OCTAVO.- Cuantía fijada en el Fallo
Este último motivo del recurso ha de correr igual suerte desestimatoria por cuanto, pese a que ciertamente la demandada se allanó al contestar a la demanda al pago de 764,80 euros y consignó tal importe, no puede desconocerse que dicha circunstancia será únicamente relevante en el trámite de ejecución de sentencia, de modo que no procede modificar el Fallo de la sentencia de instancia.
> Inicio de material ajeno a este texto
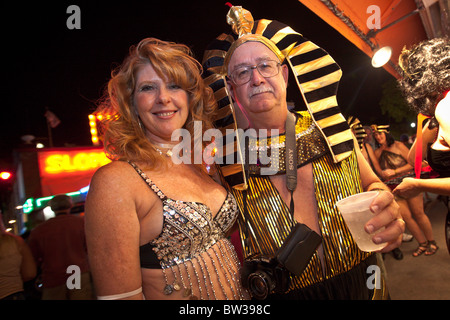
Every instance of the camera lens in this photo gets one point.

Obsérvese que la propia recurrente interesa en el suplico de su escrito interponiendo el recurso de apelación la estimación parcial de la demanda 'condenando a mi representado al pago de la cantidad de 764,80 euros, a los que se allanó parcialmente mi representado y que constan percibidos por la actora, desestimando la demanda en cuanto al resto de cuantía y demás pedimentos'; luego parece claro que ella misma considera correcta la condena recogida en la sentencia de instancia con relación a esta cantidad.
NOVENO.- En atención a todo lo expuesto, se ha desestimar el recurso de apelación interpuesto por la parte demandada; procediendo, en consecuencia, la confirmación de la sentencia de instancia, con imposición de las costas devengadas en esta alzada al recurrente al desestimarse todas sus pretensiones ( arts.394.1 y 398.1 LEC )
Fallo
El Tribunal acuerda: Desestimamos el recurso de apelación interpuesto por la representación procesal de D. Argimiro contra la sentencia de 11 de junio de 2010 dictada por el Juzgado de Primera Instancia número 3 de Sabadell , que confirmamos, siendo a cargo del indicado recurrente las costas devengadas en esta alzada.
Con pérdida del depósito consignado.
La presente sentencia es susceptible de recurso de casación si concurren los requisitos legales ( art. 469 - 477 - disposición final 16 LEC ), que se interpondrá ante este Tribunal en un plazo de veinte días a contar desde la notificación de la presente.
Firme esta resolución, devuélvanse los autos al Juzgado de su procedencia, con certificación de la misma.
Pronuncian y firman esta sentencia los indicados Magistrados integrantes de este Tribunal.
PUBLICACIÓN.-En Barcelona, a ....................., en este día, y una vez firmado por todos los Magistrados que lo han dictado, se da a la anterior Sentencia la publicidad ordenada por la Constitución y las leyes. Doy fe.